Splunking 1 million URLs
Do you love URLs? I do! This is a great way to have insight about behaviors, catch malware, and help to classify what is going on in a network.
I also have a secret: I collect them. The more I have the happiest I am! So what’s best than Splunk to analyze them?
This is the first post of a bunch on what one can do with URLs and Splunk. Please share in comments war stories, or anything you are doing with Splunk and URLs so I can enrich the upcoming posts.
We add the new data source to Splunk:
Splunk automagically discovers the CSV type, and we can start searching for our URLs right away.
Now we need an App to parse our URLs properly, fortunately Splunkbase has many:
If we start looking at our data, we can run a search such as
source=”top-1m.csv.zip:./top-1m.csv” | rex field=_raw “\d+,(?<url>\S+)”
We create a field url using our regex, and then use the lookup to parse those URLs and extract useful new fields:
We can now look at the top count for domains without the attached TLD:
Which shows in this case Google, with a count of 145. That means Google appears in the top 1 million most visited URLs multiple times under various TLDs, such as:
google.com, google.om, google.li, google.co.ls, google.so, google.co.uk, etc.

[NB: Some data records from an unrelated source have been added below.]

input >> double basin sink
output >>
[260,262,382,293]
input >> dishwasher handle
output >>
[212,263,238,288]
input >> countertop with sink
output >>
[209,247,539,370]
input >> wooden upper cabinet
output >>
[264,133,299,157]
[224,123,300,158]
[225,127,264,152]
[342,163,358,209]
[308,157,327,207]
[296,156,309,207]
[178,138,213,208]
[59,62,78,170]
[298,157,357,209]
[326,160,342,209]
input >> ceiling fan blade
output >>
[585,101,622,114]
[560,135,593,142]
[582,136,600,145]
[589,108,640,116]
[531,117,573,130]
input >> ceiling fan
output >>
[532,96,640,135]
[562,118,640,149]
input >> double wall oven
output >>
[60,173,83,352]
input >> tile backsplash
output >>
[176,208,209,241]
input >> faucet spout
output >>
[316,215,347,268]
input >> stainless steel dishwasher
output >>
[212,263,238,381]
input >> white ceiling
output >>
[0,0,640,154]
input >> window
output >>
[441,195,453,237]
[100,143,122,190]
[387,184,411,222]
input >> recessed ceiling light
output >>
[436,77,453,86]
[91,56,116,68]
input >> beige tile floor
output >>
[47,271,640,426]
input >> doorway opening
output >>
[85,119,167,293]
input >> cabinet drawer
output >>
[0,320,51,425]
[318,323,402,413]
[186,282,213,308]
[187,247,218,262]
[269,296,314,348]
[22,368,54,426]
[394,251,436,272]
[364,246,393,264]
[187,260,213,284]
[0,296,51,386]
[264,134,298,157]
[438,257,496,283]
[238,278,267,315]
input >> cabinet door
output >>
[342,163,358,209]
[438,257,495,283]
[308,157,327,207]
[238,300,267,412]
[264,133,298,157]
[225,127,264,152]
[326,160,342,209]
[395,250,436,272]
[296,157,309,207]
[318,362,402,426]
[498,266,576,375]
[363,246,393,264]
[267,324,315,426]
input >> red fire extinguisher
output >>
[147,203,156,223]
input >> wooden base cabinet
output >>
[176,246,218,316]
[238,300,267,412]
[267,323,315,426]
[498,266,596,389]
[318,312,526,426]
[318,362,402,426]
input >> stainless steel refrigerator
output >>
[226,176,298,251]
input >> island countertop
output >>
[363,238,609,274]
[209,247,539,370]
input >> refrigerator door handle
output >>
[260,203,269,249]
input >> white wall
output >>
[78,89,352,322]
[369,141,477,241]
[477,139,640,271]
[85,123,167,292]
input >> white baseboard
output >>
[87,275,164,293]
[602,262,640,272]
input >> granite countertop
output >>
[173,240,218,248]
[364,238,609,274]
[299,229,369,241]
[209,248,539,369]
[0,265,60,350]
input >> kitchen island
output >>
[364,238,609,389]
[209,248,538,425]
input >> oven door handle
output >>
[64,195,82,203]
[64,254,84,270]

If we now look at the top TLDs, it is easy to see com as a top TLD:
Amongst elements extracted, we have one field “url_url_type”, which can give various data, such as ipv6, ipv4, no_tld, unknown_tld, mozilla_tld.
The Mozilla TLD is only to show presence into the Public Suffix List. So whenever an entry appears in both “unknown_tld” and is in the top 1 million urls by Alexa, it starts to get interesting:
This is actually a TLD Romanized as rf, according to what Wikipedia can say about this one, which actually appears in the Mozilla Prefix list as following:
// xn--p1ai (“rf”, Russian-Cyrillic) : RU
But does not have the same encoding, hence showing some improvements that could be made in the lookup. Adding a Unicode to Punycode conversion?
Splunk offers a variety of apps, amongst which that can help analysts to understand more about great insight given by URLs. Happy Splunking!